Standar etik secara konseptual di Minangkabau disebut sumbang duo baleh yaitu (1) standar duduk yang dilarang (sumbang duduak), (2) standar berdiri yang dilarang (sumbang tagak), (3) standar tempat tinggal yang dilarang (sumbang diam), (4) standar berjalan yang dilarang (sumbang bajalan), (5) standar berucap yang dilarang (sumbang perkataan), (6) standar penglihatan yang dilarang (sumbang penglihatan), (7) standar berbusana yang dilarang (sumbang bapakaian), (8) standar pergaulan yang dilarang (sumbang bagaue), (9) standar pekerjaan yang dilarang (sumbang bakarajo), (10) standar menjawab yang dilarang (sumbang jawab), melompat, berlari, memanjat, dan memikul barang yang berat, (11) standar bertanya yang dilarang (sumbang tanyo), dan (12) standar perangai yang dilarang atau sumbang kurenah (Asriati, A. 2016).

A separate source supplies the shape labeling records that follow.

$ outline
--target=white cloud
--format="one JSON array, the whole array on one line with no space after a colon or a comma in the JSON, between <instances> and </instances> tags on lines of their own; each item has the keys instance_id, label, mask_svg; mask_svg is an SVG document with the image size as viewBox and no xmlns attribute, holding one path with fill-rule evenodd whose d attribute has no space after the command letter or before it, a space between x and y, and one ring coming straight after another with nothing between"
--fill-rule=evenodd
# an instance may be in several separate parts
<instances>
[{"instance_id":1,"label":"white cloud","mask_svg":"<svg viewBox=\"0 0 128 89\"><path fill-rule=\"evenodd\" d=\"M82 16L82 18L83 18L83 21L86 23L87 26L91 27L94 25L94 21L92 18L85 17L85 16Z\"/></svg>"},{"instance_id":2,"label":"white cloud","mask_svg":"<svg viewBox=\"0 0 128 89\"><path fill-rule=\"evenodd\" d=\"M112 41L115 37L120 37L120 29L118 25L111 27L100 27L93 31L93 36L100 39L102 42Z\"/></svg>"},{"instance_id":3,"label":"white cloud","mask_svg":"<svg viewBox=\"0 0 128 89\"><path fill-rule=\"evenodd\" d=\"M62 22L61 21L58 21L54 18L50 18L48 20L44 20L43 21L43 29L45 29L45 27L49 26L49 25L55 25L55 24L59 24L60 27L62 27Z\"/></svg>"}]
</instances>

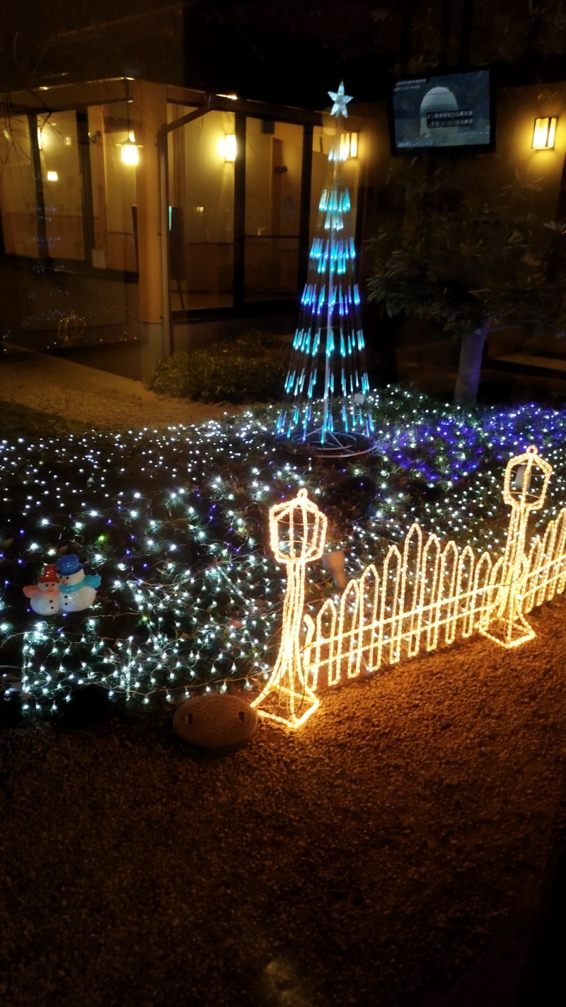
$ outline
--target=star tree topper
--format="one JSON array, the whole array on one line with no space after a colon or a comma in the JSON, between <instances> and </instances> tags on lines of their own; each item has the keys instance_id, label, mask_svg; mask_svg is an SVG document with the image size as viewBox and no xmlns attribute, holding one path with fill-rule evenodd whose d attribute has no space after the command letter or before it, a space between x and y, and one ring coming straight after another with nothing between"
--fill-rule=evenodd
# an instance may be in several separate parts
<instances>
[{"instance_id":1,"label":"star tree topper","mask_svg":"<svg viewBox=\"0 0 566 1007\"><path fill-rule=\"evenodd\" d=\"M330 113L331 116L344 116L346 119L348 116L348 109L346 106L348 102L352 101L352 96L344 94L344 82L341 83L338 91L328 91L327 94L334 102Z\"/></svg>"}]
</instances>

Tari Pasambahan adalah tari yang ditampilkan ketika adanya pertemuan dua pihak dalam masyarakat Minang. Tari ini disajikan oleh pihak yang menerima tamu, untuk menghormati tamu yang datang, sebagai pembuka dalam sebuah pertemuan antara dua pihak yang bertemu tersebut.. adapun Pandangan pemangku adat terhadap Tari Pasambahan adalah sebagai berikut:

Pertama, kehadiran perempuan dalam Tari Pasambahan. Menurut pandangan pemangku adat pada umumnya membolehkan asal tidak melanggar nilai adat dan agama serta yang menyatakan boleh-boleh saja karena mengikuti perkembangan zaman, meskipun ada juga yang menyatakan tidak pantas sesuai pemahaman adat dan agamanya.

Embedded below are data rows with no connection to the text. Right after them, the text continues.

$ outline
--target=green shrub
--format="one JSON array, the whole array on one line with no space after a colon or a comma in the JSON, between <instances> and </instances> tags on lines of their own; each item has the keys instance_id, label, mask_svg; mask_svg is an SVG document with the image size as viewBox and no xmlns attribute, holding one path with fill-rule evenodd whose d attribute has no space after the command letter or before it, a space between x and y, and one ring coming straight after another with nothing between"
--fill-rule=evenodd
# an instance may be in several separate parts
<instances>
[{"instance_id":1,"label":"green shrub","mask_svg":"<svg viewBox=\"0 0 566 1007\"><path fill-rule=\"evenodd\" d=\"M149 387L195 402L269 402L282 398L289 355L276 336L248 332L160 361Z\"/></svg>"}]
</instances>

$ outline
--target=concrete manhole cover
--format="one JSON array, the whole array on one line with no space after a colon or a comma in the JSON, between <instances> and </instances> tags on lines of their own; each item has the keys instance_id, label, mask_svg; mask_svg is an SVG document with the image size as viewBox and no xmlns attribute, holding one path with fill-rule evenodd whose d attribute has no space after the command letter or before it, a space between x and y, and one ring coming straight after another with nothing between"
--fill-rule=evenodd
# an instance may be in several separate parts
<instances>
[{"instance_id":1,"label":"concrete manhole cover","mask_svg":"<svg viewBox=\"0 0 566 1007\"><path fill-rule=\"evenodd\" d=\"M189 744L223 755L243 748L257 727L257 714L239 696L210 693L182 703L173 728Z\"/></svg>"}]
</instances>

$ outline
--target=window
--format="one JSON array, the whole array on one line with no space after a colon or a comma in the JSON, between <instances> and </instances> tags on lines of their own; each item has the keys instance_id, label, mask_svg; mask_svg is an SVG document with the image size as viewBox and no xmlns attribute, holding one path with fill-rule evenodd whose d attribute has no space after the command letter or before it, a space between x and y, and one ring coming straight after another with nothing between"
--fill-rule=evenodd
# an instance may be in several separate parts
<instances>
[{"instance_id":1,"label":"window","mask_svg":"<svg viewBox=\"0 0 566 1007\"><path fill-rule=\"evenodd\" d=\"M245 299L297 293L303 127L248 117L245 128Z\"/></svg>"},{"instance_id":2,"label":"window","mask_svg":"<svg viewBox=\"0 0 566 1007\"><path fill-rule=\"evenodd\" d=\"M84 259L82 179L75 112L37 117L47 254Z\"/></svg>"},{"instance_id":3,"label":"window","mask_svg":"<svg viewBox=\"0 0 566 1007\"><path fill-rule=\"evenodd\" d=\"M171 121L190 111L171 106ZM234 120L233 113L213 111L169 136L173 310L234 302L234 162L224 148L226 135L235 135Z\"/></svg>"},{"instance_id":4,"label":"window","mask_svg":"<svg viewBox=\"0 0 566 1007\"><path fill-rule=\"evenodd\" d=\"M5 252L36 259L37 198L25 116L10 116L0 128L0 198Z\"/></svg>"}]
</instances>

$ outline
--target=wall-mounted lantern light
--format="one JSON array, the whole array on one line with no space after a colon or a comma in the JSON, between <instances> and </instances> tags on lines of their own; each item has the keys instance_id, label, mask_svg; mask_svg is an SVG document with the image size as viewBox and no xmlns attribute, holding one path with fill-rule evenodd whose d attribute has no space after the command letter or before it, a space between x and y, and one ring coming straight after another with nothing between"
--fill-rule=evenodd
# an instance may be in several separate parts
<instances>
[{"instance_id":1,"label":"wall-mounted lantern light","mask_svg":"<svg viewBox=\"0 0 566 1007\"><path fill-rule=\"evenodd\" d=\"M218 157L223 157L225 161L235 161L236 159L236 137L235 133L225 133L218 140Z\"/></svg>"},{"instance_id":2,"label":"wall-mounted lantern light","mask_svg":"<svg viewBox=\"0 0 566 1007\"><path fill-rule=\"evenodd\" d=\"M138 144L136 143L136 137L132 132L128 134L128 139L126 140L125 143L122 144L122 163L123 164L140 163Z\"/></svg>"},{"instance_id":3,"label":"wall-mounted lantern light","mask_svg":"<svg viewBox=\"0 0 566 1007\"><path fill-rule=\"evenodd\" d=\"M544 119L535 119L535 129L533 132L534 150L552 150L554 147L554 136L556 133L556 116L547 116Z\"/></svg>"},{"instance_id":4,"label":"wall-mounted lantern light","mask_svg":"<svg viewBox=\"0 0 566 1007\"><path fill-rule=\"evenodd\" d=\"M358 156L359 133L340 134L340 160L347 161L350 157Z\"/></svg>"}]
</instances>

Kedua, gerak pada Tari Pasambahan. Menurut pandangan pemuka adat tidak menyalahi adat Minangkabau, karena gerak tari laki-laki adalah gerak silat, gerak perempuan gerak anggun dan lembut tidak melakukan gerak silat, pembawa carano dan pendampingnya tidak menari.  Kajiannya tentang gerak perempuan pada tari-tari Syofyani dengan gerak yang lembut dan gemulai, manis dipandang mata dan sesuai dengan ukuran falsafah sumbang duo baleh dalam prilaku gerak tarinya mempunyai kepantasan sebagai perempuan Minangkabau.

Ketiga, busana yang digunakan dalam tari Pasambahan. Penari laki-laki berpakaian silat sedangkan perempuan berpakaian adat Minangkabau telah sesuai dengan adat Minangkabau dan tidak melanggar sumbang duo baleh yaitu pakaian tidak jarang dan tidak ketat serta telah menutup aurat. Pakaian yang ideal menurut adat Minangkabau sebagaimana yang tercantum dalam poin ketujuh dari sumbang duo baleh adalah tidak berpakaian seperti laki-laki, tidak memakai pakaian ketat dan transparan, dan tidak memperlihatkan aurat.

Jadi,  kesenian khususnya tari-tarian merupakan bahagian dari adat Minangkabau. Setiap ada acara-acara adat, silat dan tari selalu ditampilkan karena merupakan bunga dari acara adat tersebut. Akhirnya dapat dikatakan bahwa tari Minangkabau sebagai hiasan dalam suatu upacara adat. Oleh karena itu, tari tradisi tidak dilarang dalam adat Minangkabau bahkan dianjurkan. Namun, ada batasannya yaitu tidak boleh melanggar nilai adat dan agama.